Às 17h30, Fausto pegou o bilhete de despedida que tinha guardado na gaveta e o colocou no bolso. Tomou o cuidado de não ser visto por ninguém e subiu para o telhado do prédio, usando a escadinha da zeladoria. Ludmila só chegaria do trabalho às sete horas. Até lá o sol já teria se posto e seu corpo já estaria frio.

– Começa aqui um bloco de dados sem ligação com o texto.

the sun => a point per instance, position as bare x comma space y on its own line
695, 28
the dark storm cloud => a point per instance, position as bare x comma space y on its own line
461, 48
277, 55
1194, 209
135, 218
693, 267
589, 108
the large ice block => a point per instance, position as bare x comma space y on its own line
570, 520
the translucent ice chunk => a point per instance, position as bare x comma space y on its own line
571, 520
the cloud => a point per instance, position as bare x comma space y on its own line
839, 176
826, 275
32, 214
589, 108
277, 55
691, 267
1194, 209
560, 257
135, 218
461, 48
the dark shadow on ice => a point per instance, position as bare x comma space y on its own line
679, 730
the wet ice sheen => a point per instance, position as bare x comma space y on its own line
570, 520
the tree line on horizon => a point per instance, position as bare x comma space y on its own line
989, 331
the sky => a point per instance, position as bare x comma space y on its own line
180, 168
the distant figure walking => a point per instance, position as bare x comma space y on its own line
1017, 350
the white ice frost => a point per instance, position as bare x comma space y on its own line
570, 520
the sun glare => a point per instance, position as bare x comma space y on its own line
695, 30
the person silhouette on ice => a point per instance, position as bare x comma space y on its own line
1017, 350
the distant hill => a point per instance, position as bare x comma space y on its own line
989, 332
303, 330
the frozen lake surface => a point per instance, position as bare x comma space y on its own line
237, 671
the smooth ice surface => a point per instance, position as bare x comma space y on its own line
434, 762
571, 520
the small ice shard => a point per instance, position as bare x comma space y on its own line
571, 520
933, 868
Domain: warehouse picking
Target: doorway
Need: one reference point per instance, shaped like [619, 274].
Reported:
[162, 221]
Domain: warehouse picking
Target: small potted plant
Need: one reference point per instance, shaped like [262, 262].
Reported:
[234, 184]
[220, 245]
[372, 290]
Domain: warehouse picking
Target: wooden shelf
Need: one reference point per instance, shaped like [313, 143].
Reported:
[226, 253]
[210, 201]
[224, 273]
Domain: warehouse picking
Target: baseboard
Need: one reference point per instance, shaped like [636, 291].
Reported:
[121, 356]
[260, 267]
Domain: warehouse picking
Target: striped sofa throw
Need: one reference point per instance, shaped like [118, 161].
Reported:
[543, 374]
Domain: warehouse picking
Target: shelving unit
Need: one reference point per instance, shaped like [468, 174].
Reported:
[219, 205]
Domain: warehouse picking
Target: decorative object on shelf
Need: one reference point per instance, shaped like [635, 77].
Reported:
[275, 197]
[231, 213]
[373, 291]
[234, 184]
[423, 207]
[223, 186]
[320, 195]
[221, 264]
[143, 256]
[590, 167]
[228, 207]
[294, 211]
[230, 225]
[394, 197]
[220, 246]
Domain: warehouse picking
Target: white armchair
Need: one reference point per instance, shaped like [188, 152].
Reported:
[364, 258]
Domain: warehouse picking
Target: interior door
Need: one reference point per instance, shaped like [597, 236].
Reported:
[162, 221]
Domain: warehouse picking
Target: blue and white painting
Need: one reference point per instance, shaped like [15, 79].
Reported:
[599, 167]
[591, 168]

A vista, de cima do prédio, era encantadora. O céu estava vermelho, ventava pouco. Fausto foi caminhando, com lágrimas no rosto, até uma das extremidades do prédio. A altura era grande e ele evitava olhar para baixo para não vacilar na decisão. Continuou avançando até ficar com as pontas dos pés ao ar livre. A um passo do fim de sua vida.

Foi aí que Fausto pensou nos seus últimos dias de vida. Lembrou de como aqueles momentos tinham sido agradáveis. Como, sem querer, ele tinha descoberto a fórmula da felicidade. Lembrou do som do bongô, que finalmente aprendera a tocar, do gosto de água salgada do mar do Espírito Santo e do cheiro da pele de Ludmila, depois de uma noite de prazer.

De repente tudo estava muito claro. Ele tinha se livrado daquela rotina torturante que há uma semana lhe fazia tão mal e agora poderia recomeçar a viver como sempre sonhou. Estava ansioso por outros momentos como aqueles. Era isso! Não precisaria morrer. Não iria mais morrer.

Fausto já estava dando a meia volta em direção à terra firme quando tropeçou no cadarço. Terminou seus dias de forma brilhante, caindo de um prédio de 15 andares ao pôr-do-sol de uma sexta-feira.